Agentes colheram armadilhas com mais de 2 mil ovos
Em dez dos 16 anos desde que o Aedes aegypti foi identificado em Natal, houve surto epidêmico de dengue. O número de casos, crescente a cada ano, aliado ao surgimento de novas doenças – foram 2.420 casos suspeitos de zyka até dezembro, e mais dois de chikungunya que estão em análise – levaram à Secretaria Municipal de Saúde a adotar um novo sistema de controle do vetor: o VigiDengue.
A nova metodologia foi adotada há cerca de um mês, em substituição ao Levantamento Rápido de Índice de Infestação para Aedes aegypti (LIRAa). Com a nova metodologia, o monitoramento é feito semanalmente e por logradouro. São instaladas ovitrampas – espécie de armadilha que atrai o depósito de ovos do mosquito –, o que facilita a identificação de focos.

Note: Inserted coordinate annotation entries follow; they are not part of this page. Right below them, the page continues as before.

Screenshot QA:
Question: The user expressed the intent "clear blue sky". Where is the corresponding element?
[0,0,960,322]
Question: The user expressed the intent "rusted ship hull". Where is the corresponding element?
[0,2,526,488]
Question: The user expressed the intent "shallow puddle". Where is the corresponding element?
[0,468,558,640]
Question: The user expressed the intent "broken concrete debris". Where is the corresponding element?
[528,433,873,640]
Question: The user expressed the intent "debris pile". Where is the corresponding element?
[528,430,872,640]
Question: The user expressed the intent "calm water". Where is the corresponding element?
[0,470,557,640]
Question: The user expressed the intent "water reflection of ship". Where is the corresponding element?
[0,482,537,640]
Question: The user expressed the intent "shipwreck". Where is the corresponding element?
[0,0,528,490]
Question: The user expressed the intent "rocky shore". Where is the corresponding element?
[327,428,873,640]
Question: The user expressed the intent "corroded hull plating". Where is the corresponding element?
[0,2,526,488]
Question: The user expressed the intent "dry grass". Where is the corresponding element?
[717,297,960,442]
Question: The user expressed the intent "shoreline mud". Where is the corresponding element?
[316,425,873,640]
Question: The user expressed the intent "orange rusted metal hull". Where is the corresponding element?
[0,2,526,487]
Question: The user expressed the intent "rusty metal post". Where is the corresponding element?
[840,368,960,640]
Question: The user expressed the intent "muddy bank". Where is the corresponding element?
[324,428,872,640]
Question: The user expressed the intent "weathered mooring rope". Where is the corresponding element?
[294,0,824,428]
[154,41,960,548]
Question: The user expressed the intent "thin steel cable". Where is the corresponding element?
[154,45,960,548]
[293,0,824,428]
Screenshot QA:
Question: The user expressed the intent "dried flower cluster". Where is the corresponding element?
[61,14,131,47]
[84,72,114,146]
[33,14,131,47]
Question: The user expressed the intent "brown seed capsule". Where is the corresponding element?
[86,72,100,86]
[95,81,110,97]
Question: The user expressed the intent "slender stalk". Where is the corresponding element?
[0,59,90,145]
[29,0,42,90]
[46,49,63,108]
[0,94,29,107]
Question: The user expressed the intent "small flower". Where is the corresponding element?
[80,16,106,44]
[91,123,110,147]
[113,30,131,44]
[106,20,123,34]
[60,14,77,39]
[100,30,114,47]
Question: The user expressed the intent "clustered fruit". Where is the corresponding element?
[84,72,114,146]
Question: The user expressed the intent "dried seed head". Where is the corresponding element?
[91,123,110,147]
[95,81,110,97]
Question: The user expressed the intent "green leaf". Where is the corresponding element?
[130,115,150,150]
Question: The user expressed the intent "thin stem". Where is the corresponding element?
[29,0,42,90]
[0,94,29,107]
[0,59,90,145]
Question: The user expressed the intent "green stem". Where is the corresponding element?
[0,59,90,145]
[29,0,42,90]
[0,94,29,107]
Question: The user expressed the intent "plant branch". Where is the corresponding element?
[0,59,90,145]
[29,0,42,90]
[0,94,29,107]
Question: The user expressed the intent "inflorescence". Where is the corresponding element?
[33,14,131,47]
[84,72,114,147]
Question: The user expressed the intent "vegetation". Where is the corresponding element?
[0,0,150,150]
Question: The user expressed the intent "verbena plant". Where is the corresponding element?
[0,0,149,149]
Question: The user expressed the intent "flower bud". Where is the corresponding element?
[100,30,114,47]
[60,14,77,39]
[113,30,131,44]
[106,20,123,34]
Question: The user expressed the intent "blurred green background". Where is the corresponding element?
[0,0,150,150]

Além de capturar os ovos, a armadilha também limpa o ambiente de outras infestações, uma vez que mosquito prefere o ambiente criado, escuro e úmido. As ovitrampas são constituídas por um recipiente plástico preto, um material poroso para depósito dos ovos e larvicida e até agora, 410 foram espalhadas pela capital – uma a cada 300 metros. Já foram colhidas armadilhas com mais de 2 mil ovos.
Identificando a concentração de depósito de ovos por região, é possível direcionar ações de combate específicos, segundo o coordenador do Centro de Zoonoses de Natal, Alessandre Medeiros. O sistema cria quatro níveis de alerta, que vão orientar a secretaria para as ações e o número de agentes necessários para cada região. “ Se conseguirmos bloquear antes que se expanda, acreditamos que podemos ao menos um pouco, o impacto da epidemia”, pontu o coordenador.
Entretanto, o secretário municipal de Saúde, Luiz Roberto Fonseca, acredita que é “impossível” fazer o combate sem o fim da greve dos agentes de endemias. Ele afirmou que, com o retorno dos 292 agentes ao campo, o município não precisaria sequer recorrer ao apoio das forças armadas, ofertado pelo Ministério da Defesa.